Q fever is uncommon in the United States. It is more frequently seen  in countries such as Australia, New Zealand, Netherlands, Spain and southern France and is endemic in the Middle East possibly due to the hot and dusty environment. Farm workers are naturally at a higher risk fo contracting the infection as livestock is the primary reservoir. It is estimated that about 3 out of 100 Americans may have had Q fever in the past and the disease could have gone unnoticed. The incidence can be as high as 20% amongst farm workers and veterinarians.

Infection with Coxiella Bacteria

Coxiella burnetii can spread through several different ways but in most cases it gains entry into the lung when it is inhaled. Macrophages, a type of immune cell that normally consumes invaders, actually serves as a means of transport for the bacteria. The Coxiella burnetii bacteria can fuse with lysosomes, tiny enzyme filled sacs, and multiply within the macrohpages. The acidic enzymes within the lysosomes are not able to destroy the bacteria. Eventually the proliferation of the bacteria within the host cell causes it to rupture and the bacteria can spread within the body.
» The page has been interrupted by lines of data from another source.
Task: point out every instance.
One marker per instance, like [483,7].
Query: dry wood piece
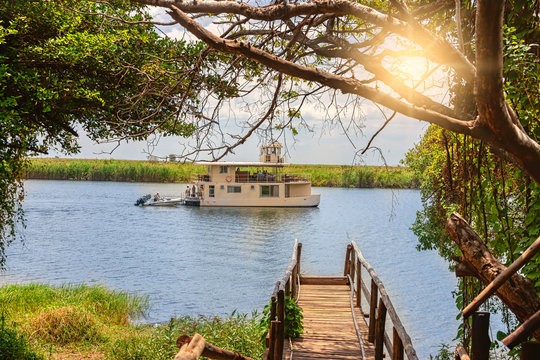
[190,348]
[523,332]
[502,278]
[193,348]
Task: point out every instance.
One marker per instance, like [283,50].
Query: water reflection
[215,260]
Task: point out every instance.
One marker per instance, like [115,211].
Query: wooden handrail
[286,286]
[385,299]
[502,278]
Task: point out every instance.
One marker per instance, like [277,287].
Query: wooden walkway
[329,331]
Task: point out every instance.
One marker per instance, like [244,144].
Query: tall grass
[110,170]
[146,171]
[95,322]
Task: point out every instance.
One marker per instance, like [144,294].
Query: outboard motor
[142,199]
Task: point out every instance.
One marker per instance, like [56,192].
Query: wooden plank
[329,332]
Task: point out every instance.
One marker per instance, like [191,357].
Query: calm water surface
[216,260]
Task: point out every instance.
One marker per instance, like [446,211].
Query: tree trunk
[518,293]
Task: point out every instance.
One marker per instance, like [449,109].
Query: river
[213,261]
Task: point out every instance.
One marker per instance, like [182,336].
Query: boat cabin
[263,183]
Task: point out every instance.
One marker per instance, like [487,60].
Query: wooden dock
[335,325]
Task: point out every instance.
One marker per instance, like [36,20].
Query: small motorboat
[149,200]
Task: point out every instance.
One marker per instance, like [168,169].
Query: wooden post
[352,271]
[530,350]
[273,308]
[298,256]
[281,328]
[347,257]
[372,309]
[523,331]
[358,284]
[191,350]
[397,346]
[480,338]
[293,283]
[379,331]
[461,354]
[274,324]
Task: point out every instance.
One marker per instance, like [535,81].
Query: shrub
[64,325]
[14,346]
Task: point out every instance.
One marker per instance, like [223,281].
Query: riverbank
[92,322]
[173,172]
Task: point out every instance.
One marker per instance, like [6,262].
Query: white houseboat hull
[304,201]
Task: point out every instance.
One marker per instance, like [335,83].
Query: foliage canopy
[97,67]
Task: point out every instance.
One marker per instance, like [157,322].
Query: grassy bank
[92,322]
[146,171]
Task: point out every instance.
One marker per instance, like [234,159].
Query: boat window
[234,189]
[269,191]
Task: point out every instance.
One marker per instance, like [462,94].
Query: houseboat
[261,183]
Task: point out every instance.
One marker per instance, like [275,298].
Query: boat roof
[241,163]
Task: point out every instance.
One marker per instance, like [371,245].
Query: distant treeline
[173,172]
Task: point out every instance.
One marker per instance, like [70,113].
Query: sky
[324,145]
[317,147]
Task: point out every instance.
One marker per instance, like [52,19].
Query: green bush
[14,346]
[294,325]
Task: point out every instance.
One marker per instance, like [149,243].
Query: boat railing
[246,177]
[200,178]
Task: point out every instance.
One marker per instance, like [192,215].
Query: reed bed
[92,322]
[173,172]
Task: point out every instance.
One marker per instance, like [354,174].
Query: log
[190,348]
[523,332]
[518,293]
[502,278]
[208,350]
[530,350]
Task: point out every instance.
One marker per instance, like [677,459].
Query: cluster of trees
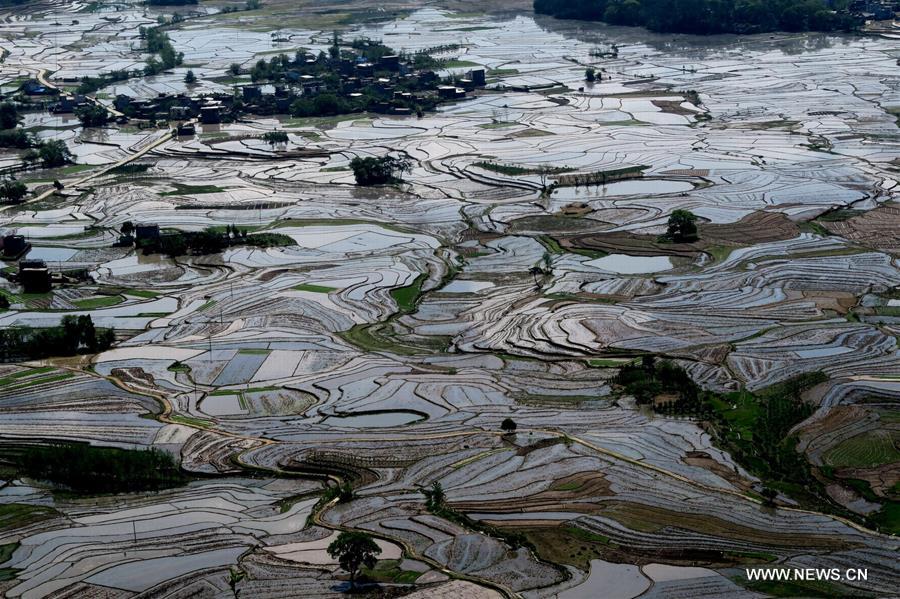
[87,469]
[15,138]
[682,227]
[651,378]
[75,335]
[51,154]
[158,42]
[211,241]
[12,191]
[275,137]
[92,115]
[707,16]
[9,115]
[89,85]
[379,170]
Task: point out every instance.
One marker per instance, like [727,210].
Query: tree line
[86,469]
[708,16]
[74,335]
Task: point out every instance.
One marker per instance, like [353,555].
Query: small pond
[632,265]
[374,419]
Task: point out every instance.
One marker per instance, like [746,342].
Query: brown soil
[878,228]
[755,228]
[572,493]
[703,460]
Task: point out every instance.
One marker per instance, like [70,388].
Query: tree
[92,115]
[378,171]
[9,115]
[434,497]
[275,137]
[354,550]
[12,190]
[682,227]
[54,153]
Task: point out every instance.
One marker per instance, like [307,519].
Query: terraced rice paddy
[388,345]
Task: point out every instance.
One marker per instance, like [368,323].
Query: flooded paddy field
[511,275]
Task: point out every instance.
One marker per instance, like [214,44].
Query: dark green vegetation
[86,469]
[12,191]
[76,335]
[379,170]
[354,550]
[15,138]
[92,115]
[9,115]
[275,137]
[682,227]
[51,154]
[210,241]
[16,515]
[708,16]
[158,42]
[754,427]
[515,171]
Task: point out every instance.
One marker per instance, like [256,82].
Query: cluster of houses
[33,275]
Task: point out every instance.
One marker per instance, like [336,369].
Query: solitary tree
[12,191]
[9,116]
[682,227]
[435,496]
[354,550]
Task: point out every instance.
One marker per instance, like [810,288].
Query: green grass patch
[868,450]
[92,303]
[190,421]
[406,297]
[460,64]
[314,288]
[17,515]
[887,519]
[25,383]
[182,189]
[144,293]
[388,570]
[515,170]
[839,215]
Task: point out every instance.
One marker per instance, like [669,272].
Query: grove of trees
[707,16]
[379,170]
[75,335]
[87,469]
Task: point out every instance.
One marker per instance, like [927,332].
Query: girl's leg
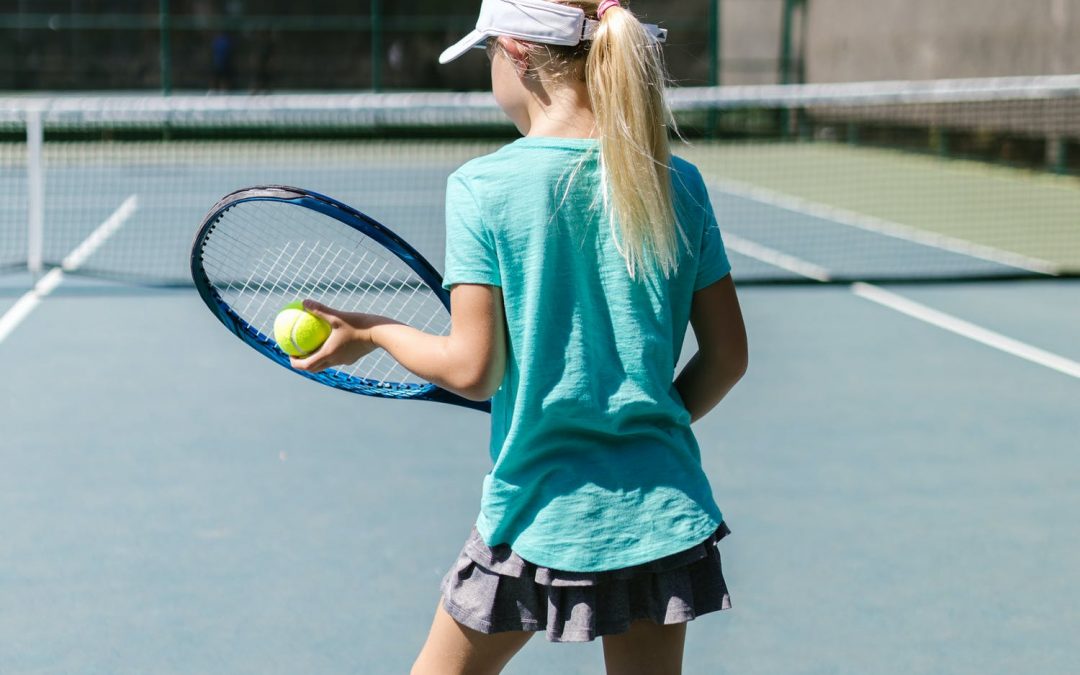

By traveling within macrophages, the bacteria tend to heavily infect organs like the liver, spleen and bone marrow.

Q Fever Granulomas

The presence of the bacteria in large amounts within these organs triggers the local immune responses and inflammation ensues. This causes the formation of granulomas. These granulomas are the body’s ways of walling of an inflamed and infected area from surrounding healthy tissue. In Q fever, the granulomas are referred to as doughnut granulomas because it has a thin outer fibrin wall with a central accumulation of fat. This effective immune response ensures that the bacteria do not severely damage the organ where it is deposited. Therefore Q fever is usually mild in most people. However, people with weakened immune systems are at risk of severe disease.

Signs and Symptoms

Q fever may be acute or chronic. Most people will experience only acute Q fever, the symptoms are mild and the disease is self limiting. Chronic Q fever is uncommon. It is believed to be a result of activation of a previous infection and people with weakened immune systems are at a greater risk. The incubation period of Q fever is around 2 to 3 weeks but can be as long as 6 weeks. This means during this time period after contracting the infection, a person may not exhibit any signs or symptoms.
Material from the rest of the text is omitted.